Interbase (the company, with a small 'b') started as Groton Database Systems in our spare bedroom in Groton, Mass. All the 'gds' tags and the 'g' prefix utilities (gfix, gpre, gbak) come from those days. The three founders had previously worked at DEC on the Rdb projects. We were (are) Jim Starkey who did the software architecture and wrote most of the code, Don DePalma who wrote documentation etc. and me, Ann Harrison. I brought in a salary and kept us from starving. That was 1984.
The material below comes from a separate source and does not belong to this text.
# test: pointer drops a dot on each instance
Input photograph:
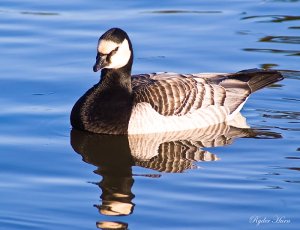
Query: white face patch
(122, 55)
The system relations and the API were based on DEC's relational architecture, which would have been an excellent basis for a program to program relational database standard. It was extensible, supported SQL, QUEL, and DEC's own flavor of relational language. The design made multi-database programs quite simple and provided a good basis for distributed processing. Another ball dropped. Anyway, that's why the system relations are RDB$xxx.
In 1986, we (by now seven founders) sold stock to Ashton-Tate, a big company that would give us credibility and funding so we could get over the twin hurdles of 'Who are you guys?' and never having enough money to hire marketing talent to stir up leads to provide revenue to hire ...
Alas, Ashton-Tate decided that they really loved InterBase, so investing in database companies must be great, so they invested in Sybase too. [Bad day.] At that point, all they wanted from us was to be great, and to be just like dBase, and just like Sybase, and demonstrably faster than either of them at everything. Need I mention that that drained engineering resources?